Yargıtay 16. Hukuk Dairesi 2011/5663 Esas 2012/4244 Karar Sayılı İlamı

Abaküs Yazılım
16. Hukuk Dairesi
Esas No: 2011/5663
Karar No: 2012/4244
Karar Tarihi: 10.05.2012

Yargıtay 16. Hukuk Dairesi 2011/5663 Esas 2012/4244 Karar Sayılı İlamı

16. Hukuk Dairesi         2011/5663 E.  ,  2012/4244 K.

    "İçtihat Metni"

    MAHKEMESİ :KADASTRO MAHKEMESİ


    Taraflar arasında kadastro tespitinden doğan dava sonucunda verilen hükmün Yargıtay"ca incelenmesi istenilmekle; temyiz isteğinin süresinde olduğu anlaşıldı, inceleme raporu ve dosyadaki belgeler okundu, GEREĞİ GÖRÜŞÜLDÜ:
    Kadastro sırasında 109 ada 20 parsel sayılı 1623,18 metrekare yüzölçümündeki taşınmaz tapu kaydı, harici ve rızai taksim, satın alma ve takas nedeni ile davalı ... adına tespit edilmiştir.
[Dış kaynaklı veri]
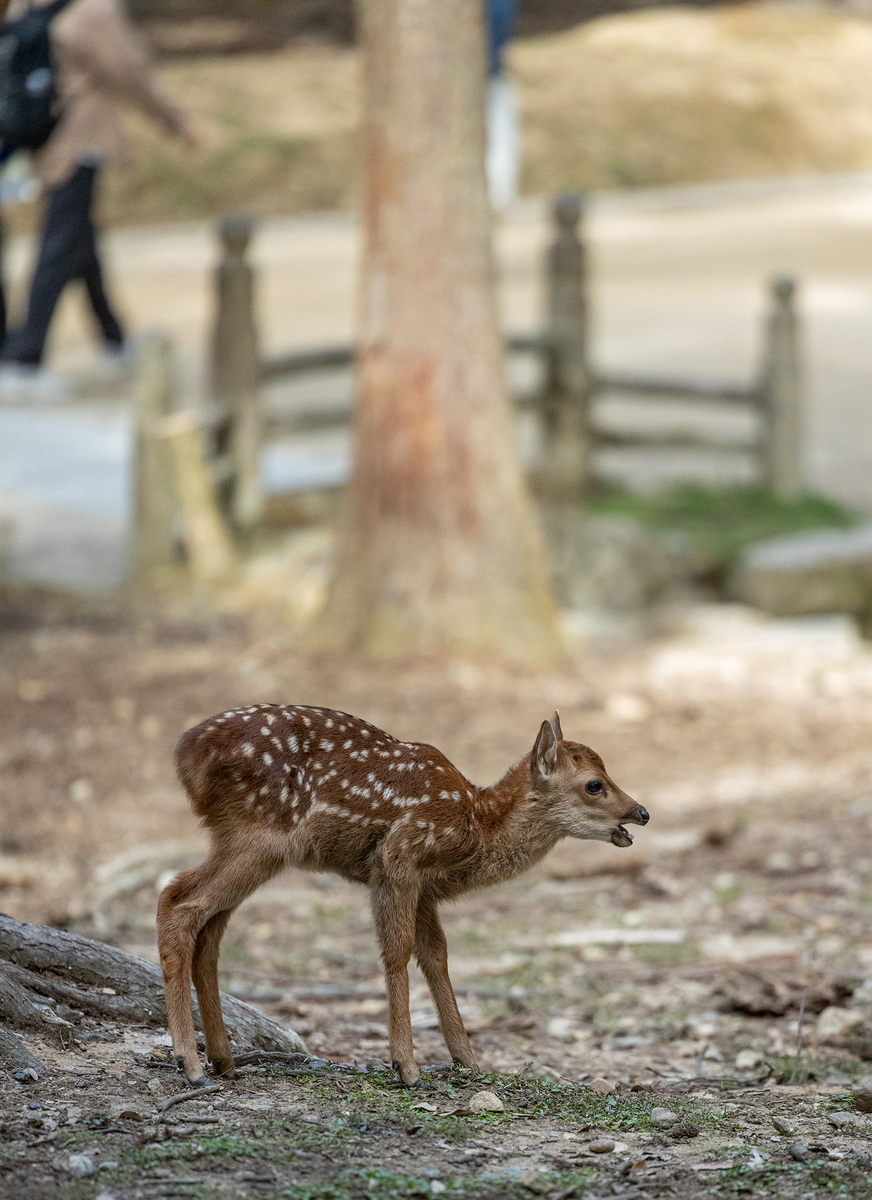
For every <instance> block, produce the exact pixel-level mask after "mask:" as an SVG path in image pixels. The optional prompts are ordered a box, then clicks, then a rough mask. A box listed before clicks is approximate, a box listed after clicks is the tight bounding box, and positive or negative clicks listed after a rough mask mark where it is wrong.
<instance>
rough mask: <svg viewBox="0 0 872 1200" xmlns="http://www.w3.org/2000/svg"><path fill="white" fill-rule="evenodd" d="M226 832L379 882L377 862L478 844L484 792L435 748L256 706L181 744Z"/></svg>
mask: <svg viewBox="0 0 872 1200" xmlns="http://www.w3.org/2000/svg"><path fill="white" fill-rule="evenodd" d="M176 761H178V767H179V775H180V778H181V781H182V784H184V785H185V788H186V791H187V793H188V796H190V798H191V803H192V805H193V809H194V811H196V812H197V814H198V816H200V817H202V818H203V822H204V824H205V826H206V827H208V828H209V829H210V830H211V832H212V833H214V835H215V836H216V838H217V839H222V836H223V835H227V836H233V838H234V839H239V838H240V836H241V835H247V838H248V839H252V838H255V839H258V840H259V841H261V842H263V844H264V848H265V850H267V851H269V852H270V853H272V854H275V856H276V857H278V858H281V859H283V860H284V863H285V864H287V865H293V866H303V868H308V869H313V870H330V871H336V872H338V874H339V875H343V876H345V877H347V878H350V880H355V881H357V882H361V883H366V882H369V881H371V876H372V871H373V864H374V862H375V860H377V859H378V860H379V862H380V863H385V860H386V859H389V858H397V859H402V860H404V862H407V863H408V865H409V866H413V865H414V866H415V868H416V869H419V870H421V869H427V866H428V865H435V864H437V862H438V860H439V859H440V858H443V857H444V856H446V854H449V856H450V857H451V859H452V860H453V862H455V863H457V859H458V856H459V857H462V856H463V854H464V851H471V850H473V848H474V842H475V836H474V830H473V829H471V826H470V821H469V815H470V812H469V810H470V804H471V802H473V800H474V798H475V796H476V790H474V787H473V785H471V784H470V782H469V781H468V780H467V779H464V776H463V775H462V774H461V773H459V772H458V770H457V769H456V768H455V767H452V764H451V763H450V762H449V760H447V758H446V757H445V756H444V755H443V754H441V752H440V751H439V750H437V749H435V748H434V746H429V745H425V744H421V743H410V742H399V740H398V739H397V738H393V737H391V734H390V733H385V732H384V731H383V730H379V728H377V727H375V726H374V725H371V724H369V722H368V721H363V720H361V719H360V718H356V716H349V715H348V714H347V713H338V712H335V710H332V709H327V708H309V707H307V706H303V704H254V706H252V707H249V708H237V709H233V710H230V712H227V713H222V714H221V715H218V716H212V718H210V719H209V720H206V721H203V722H202V724H200V725H197V726H194V728H192V730H188V732H187V733H185V734H184V737H182V738H181V740H180V743H179V748H178V751H176Z"/></svg>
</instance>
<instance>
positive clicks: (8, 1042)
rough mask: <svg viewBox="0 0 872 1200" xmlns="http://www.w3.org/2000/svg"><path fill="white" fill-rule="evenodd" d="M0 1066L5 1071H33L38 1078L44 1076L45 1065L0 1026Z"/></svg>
mask: <svg viewBox="0 0 872 1200" xmlns="http://www.w3.org/2000/svg"><path fill="white" fill-rule="evenodd" d="M0 1064H2V1068H4V1069H5V1070H28V1069H30V1070H35V1072H36V1074H37V1075H38V1076H42V1075H44V1074H46V1064H44V1063H43V1062H40V1060H38V1058H35V1057H34V1055H32V1054H31V1052H30V1050H28V1048H26V1046H25V1044H24V1043H23V1042H22V1039H20V1038H17V1037H16V1034H14V1033H13V1032H12V1031H11V1030H7V1028H6V1026H5V1025H0Z"/></svg>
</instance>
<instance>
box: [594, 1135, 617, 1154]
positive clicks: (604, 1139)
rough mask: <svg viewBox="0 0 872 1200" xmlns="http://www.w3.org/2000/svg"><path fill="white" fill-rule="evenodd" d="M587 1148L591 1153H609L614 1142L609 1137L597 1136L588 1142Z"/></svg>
mask: <svg viewBox="0 0 872 1200" xmlns="http://www.w3.org/2000/svg"><path fill="white" fill-rule="evenodd" d="M588 1150H589V1151H590V1153H591V1154H611V1153H612V1151H613V1150H614V1142H613V1141H612V1139H611V1138H597V1140H596V1141H590V1142H588Z"/></svg>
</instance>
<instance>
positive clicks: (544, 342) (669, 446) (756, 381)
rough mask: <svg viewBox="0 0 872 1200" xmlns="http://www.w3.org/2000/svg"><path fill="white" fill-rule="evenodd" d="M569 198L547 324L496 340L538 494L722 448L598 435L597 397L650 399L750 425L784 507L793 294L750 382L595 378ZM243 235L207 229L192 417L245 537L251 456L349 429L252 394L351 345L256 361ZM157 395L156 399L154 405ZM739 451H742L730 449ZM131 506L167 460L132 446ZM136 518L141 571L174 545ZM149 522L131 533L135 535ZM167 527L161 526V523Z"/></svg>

Davacı ..., miras yolu ile gelen hakka dayanarak taşınmazın 1,5 dönüm yüzölçümündeki bölümünün adına tescili istemi ile dava açmıştır. Mahkemece yapılan yargılama sonunda, taraflar arasındaki sulh anlaşmasının onanmasına, buna göre çekişmeli taşınmazın kadastro tespitinin iptali ile ölü davacı ... adına tapuya tesciline karar verilmiş, hüküm davalı ... tarafından temyiz edilmiştir.
    Davacı, taşınmazın 1,5 dönümlük bölümünde miras hakkı olduğu iddiası ile dava açmıştır. Davalı ... ise 15.09.2010 tarihli celsede taşınmazın bugünkü değerinin nakden ödenmesi halinde taşınmazı devretmeye hazır olduğunu, buna karşılık olarak davacı ... mirasçılarından ... ise yine aynı tarihli celsede taşınmazın bedelini karşılamaya hazır olduğunu beyan etmişlerdir. Mahkemece, tarafların 15.09.2010 tarihli celsede sulh olabileceklerini beyan ettikleri, taşınmazın rayiç bedelinin davalıya ödendiği ve bu şekilde davanın anlaşma ile sonlandırıldığı kabul edilmek suretiyle sulh anlaşmasının onanmasına ve taşınmazın davacı adına tapuya tesciline karar verilmiş ise de; varılan sonuç dosya kapsamına uygun bulunmamaktadır. HMK’nun 313/1. maddesinde “sulh, görülmekte olan bir davada, tarafların aralarındaki uyuşmazlığı kısmen veya tamamen sona erdirmek amacıyla, mahkeme huzurunda yapmış oldukları bir sözleşmedir.” hükmüne yer verilmiştir. Karar tarihinde yürürlükte bulunan HUMK"nun 151/5. maddesinde ise mahkeme önünde yapılan sulhun nasıl ve ne şekilde tutanağa geçirileceği açıklanmıştır. Anılan madde hükmüne göre mahkeme önünde vaki sulhun tutanağa geçirildikten sonra taraflara okunarak imza ettirilmesi zorunlu olup, bu merasim sulhun geçerlik şartıdır. Sulhe ilişkin irade beyanı, bu beyanı ileri süren kişi ile bu beyanı kabul eden kişiye okunmadıkça ve okunduğu da tutanağa dercedilmedikçe bu sözleşmenin tarafları bağlayıcı olduğundan söz edilemez. Yine davacı ..."ın, ... dışındaki mirasçılarının sulhe ilişkin beyanları alınmadığı gibi, taşınmazın zirai bilirkişi tarafından belirlenen rayiç bedelinin davalı tarafından kabul edilmeyerek, buna karşı çıkılmış olması nedeniyle de tüm tarafların katılımı ile gerçekleşmiş geçerli bir sulh anlaşmasının varlığından söz edilemez. Hal böyle olunca davanın esası yönünden tarafların iddia ve savunmalarına ilişkin tüm delilleri toplanıp değerlendirilerek sonucuna göre bir karar verilmesi gerekirken yazılı şekilde hüküm kurulması isabetsiz olup, davalının temyiz itirazları bu nedenlerle yerinde görüldüğünden kabulü ile hükmün BOZULMASINA, 10.05.2012 gününde oybirliğiyle karar verildi.